Terzo settore e impresa sociale. Nuove norme

Anche l’impresa sociale ha beneficiato della recente ventata riformatrice che ha interessato il Terzo settore: essa infatti trova finalmente, con il decreto legislativo 3 luglio 2017, n. 112 (pubblicato nella Gazzetta Ufficiale del 19 luglio), una compiuta disciplina nel nostro ordinamento, la quale deve essere composta coordinando, oltre che le norme del decreto 112, quelle degli enti del Terzo settore e quelle del Codice civile.

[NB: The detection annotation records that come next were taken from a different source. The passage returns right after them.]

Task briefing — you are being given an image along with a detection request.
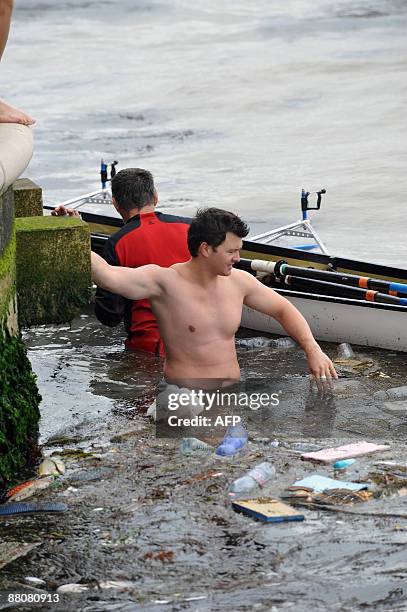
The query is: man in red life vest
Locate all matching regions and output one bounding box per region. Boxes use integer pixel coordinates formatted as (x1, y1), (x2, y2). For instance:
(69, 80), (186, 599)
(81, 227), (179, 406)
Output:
(54, 168), (190, 357)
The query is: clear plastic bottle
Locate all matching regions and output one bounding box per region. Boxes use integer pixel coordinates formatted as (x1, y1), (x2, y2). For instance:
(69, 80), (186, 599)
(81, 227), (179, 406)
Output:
(338, 342), (355, 359)
(229, 461), (276, 499)
(270, 336), (297, 349)
(180, 438), (213, 455)
(215, 423), (248, 457)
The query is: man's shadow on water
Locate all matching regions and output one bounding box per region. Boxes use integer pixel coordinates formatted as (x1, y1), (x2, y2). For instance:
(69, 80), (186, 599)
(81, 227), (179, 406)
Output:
(247, 377), (337, 438)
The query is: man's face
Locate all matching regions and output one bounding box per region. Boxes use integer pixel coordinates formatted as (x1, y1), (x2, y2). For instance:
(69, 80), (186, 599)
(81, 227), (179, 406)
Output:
(210, 232), (243, 276)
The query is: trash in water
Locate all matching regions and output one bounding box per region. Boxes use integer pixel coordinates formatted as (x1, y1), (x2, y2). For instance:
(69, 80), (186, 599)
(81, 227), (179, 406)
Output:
(68, 467), (112, 482)
(271, 336), (297, 349)
(144, 550), (174, 563)
(232, 498), (304, 523)
(180, 438), (213, 455)
(38, 456), (65, 476)
(215, 423), (248, 457)
(373, 386), (407, 401)
(333, 459), (356, 470)
(290, 442), (322, 453)
(312, 489), (373, 505)
(337, 342), (355, 359)
(0, 502), (68, 517)
(24, 576), (47, 587)
(236, 336), (297, 349)
(287, 474), (370, 493)
(236, 337), (272, 349)
(229, 461), (276, 498)
(183, 472), (223, 484)
(6, 476), (54, 502)
(301, 442), (390, 463)
(0, 542), (41, 569)
(56, 583), (89, 594)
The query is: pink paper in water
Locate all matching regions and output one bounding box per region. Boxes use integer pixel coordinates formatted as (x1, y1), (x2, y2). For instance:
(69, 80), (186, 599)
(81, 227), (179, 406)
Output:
(301, 442), (390, 463)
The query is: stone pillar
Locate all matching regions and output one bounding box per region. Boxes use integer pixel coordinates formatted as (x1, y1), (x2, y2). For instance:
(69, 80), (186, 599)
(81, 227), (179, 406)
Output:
(16, 216), (91, 327)
(0, 188), (41, 494)
(13, 179), (42, 217)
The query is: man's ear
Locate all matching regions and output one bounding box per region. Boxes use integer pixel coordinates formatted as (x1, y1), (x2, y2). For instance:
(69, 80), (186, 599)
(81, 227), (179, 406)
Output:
(199, 242), (211, 259)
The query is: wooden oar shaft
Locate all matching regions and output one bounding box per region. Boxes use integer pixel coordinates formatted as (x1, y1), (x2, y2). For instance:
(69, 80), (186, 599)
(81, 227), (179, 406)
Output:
(284, 275), (407, 306)
(276, 262), (407, 296)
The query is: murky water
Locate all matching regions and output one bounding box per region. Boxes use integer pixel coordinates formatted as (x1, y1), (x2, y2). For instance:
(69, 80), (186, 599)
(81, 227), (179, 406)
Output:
(0, 0), (407, 267)
(0, 313), (407, 612)
(0, 0), (407, 611)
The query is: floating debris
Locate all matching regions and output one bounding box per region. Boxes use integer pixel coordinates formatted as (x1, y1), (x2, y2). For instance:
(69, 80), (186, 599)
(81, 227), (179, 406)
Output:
(38, 455), (65, 476)
(0, 502), (68, 517)
(24, 576), (47, 587)
(0, 542), (42, 569)
(7, 476), (54, 502)
(56, 582), (89, 594)
(287, 474), (369, 493)
(301, 442), (390, 463)
(232, 498), (305, 523)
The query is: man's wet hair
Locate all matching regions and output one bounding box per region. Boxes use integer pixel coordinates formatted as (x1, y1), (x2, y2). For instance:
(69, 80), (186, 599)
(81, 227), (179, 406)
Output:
(112, 168), (155, 212)
(188, 208), (249, 257)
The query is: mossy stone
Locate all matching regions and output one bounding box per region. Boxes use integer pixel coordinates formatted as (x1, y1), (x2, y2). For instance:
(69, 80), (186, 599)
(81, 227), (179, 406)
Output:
(0, 329), (41, 482)
(15, 216), (91, 327)
(0, 187), (14, 255)
(13, 178), (42, 217)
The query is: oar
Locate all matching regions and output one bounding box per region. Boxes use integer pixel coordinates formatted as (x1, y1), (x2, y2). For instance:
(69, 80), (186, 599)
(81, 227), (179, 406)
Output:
(252, 259), (407, 296)
(284, 275), (407, 306)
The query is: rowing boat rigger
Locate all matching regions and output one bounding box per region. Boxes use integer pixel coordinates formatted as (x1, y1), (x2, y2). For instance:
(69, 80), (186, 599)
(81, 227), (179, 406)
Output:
(44, 167), (407, 352)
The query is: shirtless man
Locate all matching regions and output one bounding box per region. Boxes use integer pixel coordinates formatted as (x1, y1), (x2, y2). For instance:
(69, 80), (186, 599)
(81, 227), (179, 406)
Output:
(0, 0), (35, 125)
(92, 208), (337, 386)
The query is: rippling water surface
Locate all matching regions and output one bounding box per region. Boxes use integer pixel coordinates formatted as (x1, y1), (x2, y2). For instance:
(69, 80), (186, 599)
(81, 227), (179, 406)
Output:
(1, 0), (407, 267)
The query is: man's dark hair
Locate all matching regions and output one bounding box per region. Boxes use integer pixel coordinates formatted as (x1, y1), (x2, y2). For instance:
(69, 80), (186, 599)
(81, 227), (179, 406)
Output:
(112, 168), (155, 211)
(188, 208), (249, 257)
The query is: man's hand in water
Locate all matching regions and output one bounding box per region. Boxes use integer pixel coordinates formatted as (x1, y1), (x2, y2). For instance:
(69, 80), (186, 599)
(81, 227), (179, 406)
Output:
(305, 343), (338, 393)
(51, 204), (81, 219)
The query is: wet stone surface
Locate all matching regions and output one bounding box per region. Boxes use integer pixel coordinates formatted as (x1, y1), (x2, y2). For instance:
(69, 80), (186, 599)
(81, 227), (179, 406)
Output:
(0, 313), (407, 612)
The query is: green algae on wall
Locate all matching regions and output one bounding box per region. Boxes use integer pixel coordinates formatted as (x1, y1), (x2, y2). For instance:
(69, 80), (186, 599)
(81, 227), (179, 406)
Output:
(0, 329), (41, 484)
(0, 190), (41, 488)
(13, 179), (42, 217)
(16, 217), (91, 327)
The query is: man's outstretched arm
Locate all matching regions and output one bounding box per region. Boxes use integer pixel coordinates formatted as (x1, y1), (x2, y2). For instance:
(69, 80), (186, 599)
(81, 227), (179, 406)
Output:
(0, 0), (13, 59)
(91, 251), (165, 300)
(242, 272), (338, 379)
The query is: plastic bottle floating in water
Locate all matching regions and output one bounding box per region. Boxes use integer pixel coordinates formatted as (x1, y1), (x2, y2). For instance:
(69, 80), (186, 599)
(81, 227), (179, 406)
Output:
(333, 459), (356, 470)
(215, 423), (248, 457)
(180, 438), (213, 455)
(229, 461), (276, 499)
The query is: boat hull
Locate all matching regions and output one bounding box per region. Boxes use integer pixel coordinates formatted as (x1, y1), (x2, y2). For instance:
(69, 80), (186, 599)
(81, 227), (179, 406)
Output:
(241, 290), (407, 352)
(44, 196), (407, 352)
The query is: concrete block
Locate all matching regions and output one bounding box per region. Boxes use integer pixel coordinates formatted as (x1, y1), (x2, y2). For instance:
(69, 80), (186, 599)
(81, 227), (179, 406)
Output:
(13, 178), (42, 217)
(15, 216), (91, 327)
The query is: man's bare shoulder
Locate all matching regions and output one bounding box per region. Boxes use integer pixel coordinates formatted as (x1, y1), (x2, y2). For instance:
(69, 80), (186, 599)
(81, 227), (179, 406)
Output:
(231, 268), (258, 287)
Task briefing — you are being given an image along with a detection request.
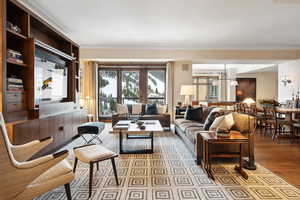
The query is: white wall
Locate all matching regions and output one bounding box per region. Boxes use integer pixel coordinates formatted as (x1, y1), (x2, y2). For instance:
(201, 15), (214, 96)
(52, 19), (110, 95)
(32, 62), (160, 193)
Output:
(237, 72), (278, 101)
(278, 60), (300, 102)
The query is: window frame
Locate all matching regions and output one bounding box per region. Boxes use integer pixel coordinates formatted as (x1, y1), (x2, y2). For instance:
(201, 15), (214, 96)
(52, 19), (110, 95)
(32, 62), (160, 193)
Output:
(96, 63), (167, 119)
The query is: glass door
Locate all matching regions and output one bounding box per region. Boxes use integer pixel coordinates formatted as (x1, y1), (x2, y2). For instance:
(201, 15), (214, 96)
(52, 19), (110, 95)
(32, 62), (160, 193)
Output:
(98, 69), (118, 117)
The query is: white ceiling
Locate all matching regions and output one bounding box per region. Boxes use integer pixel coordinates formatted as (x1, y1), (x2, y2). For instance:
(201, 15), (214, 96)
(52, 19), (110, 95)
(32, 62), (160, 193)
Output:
(193, 64), (278, 74)
(19, 0), (300, 49)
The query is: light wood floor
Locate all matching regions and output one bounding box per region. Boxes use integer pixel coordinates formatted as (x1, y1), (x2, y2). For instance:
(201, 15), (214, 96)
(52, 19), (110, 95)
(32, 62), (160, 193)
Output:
(255, 133), (300, 188)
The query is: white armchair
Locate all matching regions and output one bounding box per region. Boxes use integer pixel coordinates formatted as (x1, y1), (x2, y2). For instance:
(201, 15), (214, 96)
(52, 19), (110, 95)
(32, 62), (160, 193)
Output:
(0, 113), (75, 200)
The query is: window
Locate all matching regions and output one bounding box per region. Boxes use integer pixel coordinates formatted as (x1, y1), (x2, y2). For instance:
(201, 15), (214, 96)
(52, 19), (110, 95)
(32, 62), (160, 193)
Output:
(122, 71), (140, 104)
(98, 65), (166, 119)
(193, 76), (219, 102)
(98, 70), (118, 116)
(147, 70), (166, 104)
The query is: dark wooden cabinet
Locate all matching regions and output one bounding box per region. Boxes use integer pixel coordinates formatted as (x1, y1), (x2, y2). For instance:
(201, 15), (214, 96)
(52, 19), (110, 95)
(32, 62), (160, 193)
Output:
(8, 110), (87, 155)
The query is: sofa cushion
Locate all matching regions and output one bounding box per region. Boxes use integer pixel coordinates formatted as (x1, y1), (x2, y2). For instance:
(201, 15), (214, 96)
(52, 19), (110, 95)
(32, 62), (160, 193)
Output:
(174, 118), (194, 125)
(209, 113), (234, 131)
(204, 108), (222, 131)
(184, 106), (203, 122)
(185, 127), (203, 144)
(232, 112), (255, 133)
(179, 122), (203, 132)
(157, 105), (168, 115)
(201, 106), (215, 124)
(145, 103), (158, 115)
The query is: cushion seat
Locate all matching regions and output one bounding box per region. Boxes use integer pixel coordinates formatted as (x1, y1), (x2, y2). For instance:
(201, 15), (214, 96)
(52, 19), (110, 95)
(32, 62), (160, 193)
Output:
(186, 127), (203, 144)
(74, 145), (115, 163)
(78, 122), (105, 134)
(31, 160), (73, 185)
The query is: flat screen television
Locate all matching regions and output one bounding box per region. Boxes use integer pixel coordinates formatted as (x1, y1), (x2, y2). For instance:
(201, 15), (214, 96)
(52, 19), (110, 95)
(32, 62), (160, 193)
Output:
(35, 47), (68, 104)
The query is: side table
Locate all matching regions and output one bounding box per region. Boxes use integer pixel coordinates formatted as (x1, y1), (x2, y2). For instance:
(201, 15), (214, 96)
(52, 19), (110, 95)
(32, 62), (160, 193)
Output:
(200, 131), (249, 180)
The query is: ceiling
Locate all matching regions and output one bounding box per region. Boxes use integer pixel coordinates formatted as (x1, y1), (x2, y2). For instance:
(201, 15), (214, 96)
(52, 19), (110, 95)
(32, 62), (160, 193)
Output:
(19, 0), (300, 49)
(193, 64), (278, 74)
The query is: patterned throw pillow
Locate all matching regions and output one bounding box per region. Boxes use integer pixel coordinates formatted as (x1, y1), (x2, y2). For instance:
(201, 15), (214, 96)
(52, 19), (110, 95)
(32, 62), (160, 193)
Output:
(117, 103), (128, 115)
(157, 105), (168, 115)
(204, 108), (222, 131)
(184, 106), (203, 122)
(209, 113), (234, 131)
(146, 103), (158, 115)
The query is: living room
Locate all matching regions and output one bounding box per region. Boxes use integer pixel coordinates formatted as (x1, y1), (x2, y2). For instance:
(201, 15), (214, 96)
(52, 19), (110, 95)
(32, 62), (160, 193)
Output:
(0, 0), (300, 200)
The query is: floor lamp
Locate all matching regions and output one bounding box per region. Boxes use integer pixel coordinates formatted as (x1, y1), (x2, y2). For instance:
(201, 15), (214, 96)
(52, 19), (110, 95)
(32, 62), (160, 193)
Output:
(243, 98), (256, 170)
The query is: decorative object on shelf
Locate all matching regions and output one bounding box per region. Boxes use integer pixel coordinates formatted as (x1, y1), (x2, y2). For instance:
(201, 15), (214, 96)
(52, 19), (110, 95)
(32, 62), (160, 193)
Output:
(180, 85), (195, 105)
(7, 49), (24, 64)
(281, 75), (292, 87)
(6, 21), (22, 33)
(7, 77), (24, 91)
(243, 98), (256, 170)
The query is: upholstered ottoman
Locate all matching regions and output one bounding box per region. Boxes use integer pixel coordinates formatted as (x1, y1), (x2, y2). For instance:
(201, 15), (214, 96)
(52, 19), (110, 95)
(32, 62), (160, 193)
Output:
(73, 144), (119, 197)
(78, 122), (105, 144)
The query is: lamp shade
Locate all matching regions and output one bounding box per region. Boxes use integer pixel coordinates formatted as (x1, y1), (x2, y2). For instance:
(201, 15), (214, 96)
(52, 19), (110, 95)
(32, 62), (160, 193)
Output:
(243, 98), (255, 105)
(180, 85), (195, 95)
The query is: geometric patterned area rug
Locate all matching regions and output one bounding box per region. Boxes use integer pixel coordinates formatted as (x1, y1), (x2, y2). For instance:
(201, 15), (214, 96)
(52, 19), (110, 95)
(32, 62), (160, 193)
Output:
(37, 124), (300, 200)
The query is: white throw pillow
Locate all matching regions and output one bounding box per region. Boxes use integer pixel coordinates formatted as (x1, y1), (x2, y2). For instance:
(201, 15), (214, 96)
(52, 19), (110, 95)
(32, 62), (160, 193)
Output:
(117, 103), (128, 115)
(157, 105), (167, 115)
(131, 103), (142, 115)
(209, 113), (234, 131)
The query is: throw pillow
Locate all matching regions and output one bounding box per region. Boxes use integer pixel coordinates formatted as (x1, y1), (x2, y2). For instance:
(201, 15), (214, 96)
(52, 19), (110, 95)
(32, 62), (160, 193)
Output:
(157, 105), (168, 115)
(117, 103), (128, 115)
(146, 103), (158, 115)
(209, 113), (234, 131)
(201, 106), (215, 124)
(131, 103), (142, 115)
(204, 108), (222, 131)
(185, 106), (203, 122)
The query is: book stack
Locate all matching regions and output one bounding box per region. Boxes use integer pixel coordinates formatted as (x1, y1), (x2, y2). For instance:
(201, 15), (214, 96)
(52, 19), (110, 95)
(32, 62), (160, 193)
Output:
(7, 49), (24, 64)
(7, 78), (24, 91)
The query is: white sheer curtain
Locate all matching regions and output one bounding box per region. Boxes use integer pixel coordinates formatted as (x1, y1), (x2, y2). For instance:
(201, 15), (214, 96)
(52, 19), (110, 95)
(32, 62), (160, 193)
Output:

La qualifica di “impresa sociale” (che spetta di diritto alle cooperative sociali e loro consorzi) può essere acquisita da tutti gli enti privati, non profit e profit, del nostro ordinamento (e, quindi, anche dalle società, salvo quelle unipersonali), i quali esercitino, in via stabile e principale (tale è l’attività che produce ricavi superiori al 70% del totale) un’attività d’impresa di interesse generale, senza scopo di lucro e per finalità civiche, solidaristiche e di utilità sociale, adottando modalità di gestione responsabili e trasparenti e favorendo il più ampio coinvolgimento dei lavoratori, degli utenti e di altri soggetti interessati alle loro attività.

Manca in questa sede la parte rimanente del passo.